In furthering its goal of strengthening the U.S. LTSS system, HHS should encourage and support states in broadening HCBS offerings to better meet consumers’ needs, consolidating fragmented programs and standardizing eligibility to increase equity across populations, and assisting consumers in enrolling in appropriate LTSS programs and in giving them greater choice and control over their services, including the ability to return to the community from an institutional setting if they want to.
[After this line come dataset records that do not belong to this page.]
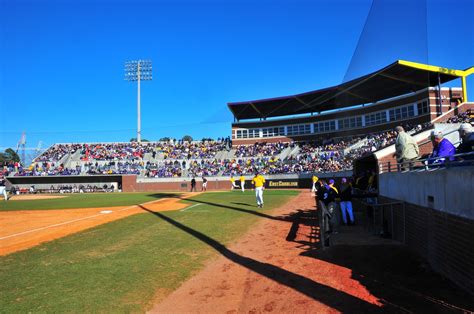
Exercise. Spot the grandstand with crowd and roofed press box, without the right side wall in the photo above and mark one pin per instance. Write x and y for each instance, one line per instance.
(322, 132)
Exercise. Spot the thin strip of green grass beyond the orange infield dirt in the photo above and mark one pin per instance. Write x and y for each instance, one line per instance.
(84, 201)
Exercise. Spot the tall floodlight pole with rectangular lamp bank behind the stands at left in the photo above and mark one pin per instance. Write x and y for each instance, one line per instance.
(138, 70)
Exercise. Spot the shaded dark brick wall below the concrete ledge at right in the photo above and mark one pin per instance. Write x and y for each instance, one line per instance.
(444, 240)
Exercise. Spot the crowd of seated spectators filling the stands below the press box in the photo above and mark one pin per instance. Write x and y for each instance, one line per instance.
(171, 158)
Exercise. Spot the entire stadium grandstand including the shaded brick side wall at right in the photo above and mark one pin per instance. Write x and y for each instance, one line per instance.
(342, 131)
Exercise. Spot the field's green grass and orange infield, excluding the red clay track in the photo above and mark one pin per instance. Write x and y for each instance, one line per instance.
(119, 252)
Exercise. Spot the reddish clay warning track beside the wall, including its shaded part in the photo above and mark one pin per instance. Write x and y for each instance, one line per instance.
(279, 266)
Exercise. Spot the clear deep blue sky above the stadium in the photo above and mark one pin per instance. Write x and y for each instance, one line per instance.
(61, 62)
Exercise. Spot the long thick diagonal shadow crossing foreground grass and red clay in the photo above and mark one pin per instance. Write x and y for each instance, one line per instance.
(333, 298)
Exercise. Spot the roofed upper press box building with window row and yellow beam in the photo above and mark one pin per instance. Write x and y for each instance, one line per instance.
(402, 92)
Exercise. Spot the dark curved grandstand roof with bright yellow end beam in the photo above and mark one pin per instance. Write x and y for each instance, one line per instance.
(399, 78)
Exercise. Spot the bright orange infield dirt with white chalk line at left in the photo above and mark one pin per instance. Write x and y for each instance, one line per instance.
(24, 229)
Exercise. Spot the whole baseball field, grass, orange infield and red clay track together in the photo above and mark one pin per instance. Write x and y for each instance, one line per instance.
(213, 252)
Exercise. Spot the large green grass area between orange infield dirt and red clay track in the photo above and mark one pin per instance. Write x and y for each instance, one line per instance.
(127, 265)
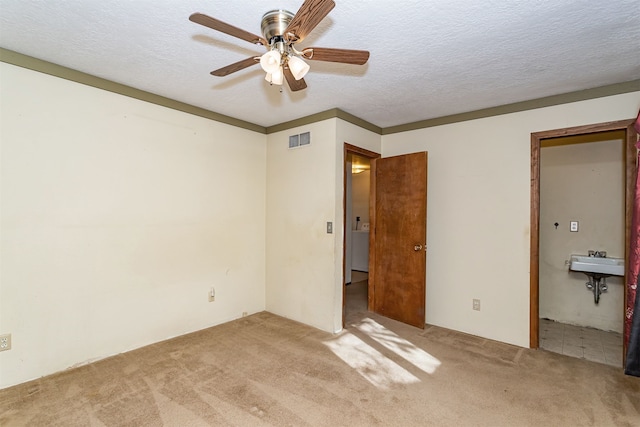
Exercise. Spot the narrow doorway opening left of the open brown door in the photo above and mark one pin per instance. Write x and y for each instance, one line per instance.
(357, 184)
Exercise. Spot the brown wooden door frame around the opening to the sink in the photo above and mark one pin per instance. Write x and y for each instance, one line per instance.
(630, 172)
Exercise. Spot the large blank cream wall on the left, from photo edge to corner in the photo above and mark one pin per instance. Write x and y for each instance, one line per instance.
(117, 216)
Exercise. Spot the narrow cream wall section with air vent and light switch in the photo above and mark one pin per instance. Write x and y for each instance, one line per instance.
(304, 192)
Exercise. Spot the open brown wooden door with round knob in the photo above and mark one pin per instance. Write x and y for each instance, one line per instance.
(397, 257)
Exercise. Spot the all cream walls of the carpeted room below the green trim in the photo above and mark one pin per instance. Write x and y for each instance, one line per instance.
(117, 216)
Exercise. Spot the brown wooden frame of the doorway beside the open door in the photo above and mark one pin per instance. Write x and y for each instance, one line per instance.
(352, 149)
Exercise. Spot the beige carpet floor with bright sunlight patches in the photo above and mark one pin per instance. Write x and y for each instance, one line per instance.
(265, 370)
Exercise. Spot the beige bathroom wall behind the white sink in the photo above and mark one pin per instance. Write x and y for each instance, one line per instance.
(581, 182)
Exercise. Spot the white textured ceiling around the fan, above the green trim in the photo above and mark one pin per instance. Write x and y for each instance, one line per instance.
(428, 58)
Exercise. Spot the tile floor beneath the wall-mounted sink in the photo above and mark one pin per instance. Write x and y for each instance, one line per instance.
(581, 342)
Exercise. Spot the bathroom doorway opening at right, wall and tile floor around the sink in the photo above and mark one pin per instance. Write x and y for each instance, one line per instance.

Federal and state policies should promote a stable and appropriately skilled LTSS workforce by improving job quality and should find ways to support family caregivers in continuing to provide the help that consumers need. HHS should require, and states should welcome, expanded efforts to measure LTSS quality and outcomes, relying not only on administrative data but also on direct feedback from consumers. Although numerous existing programs and demonstration projects suggest potential strategies to achieve these purposes, further research is needed to identify and confirm promising practices in many of these policy domains.

Several policy issues, such as quality and outcome measurement, are of particular concern as states continue the rapid process of transitioning LTSS consumers into integrated, managed care programs. State agencies be empowered to monitor quality and enforce requirements for high-quality services. The needs of consumers must be protected by their getting assessed for services fairly by entities without a conflict of interest, getting support in resolving problems encountered in dealing with the MCOs, and being given the option of remaining in or returning to a fee-for-service system if needed. HHS and the states need to be especially vigilant in ensuring that MCOs retain and enhance the ability for consumers to direct their own services and continue to receive services that are not strictly health care related but are more generally aimed at supporting people in participating fully in their communities.

Funding

This work was supported by the National Institute on Disability and Rehabilitation Research (grant number H133B130034) and the Administration for Community Living.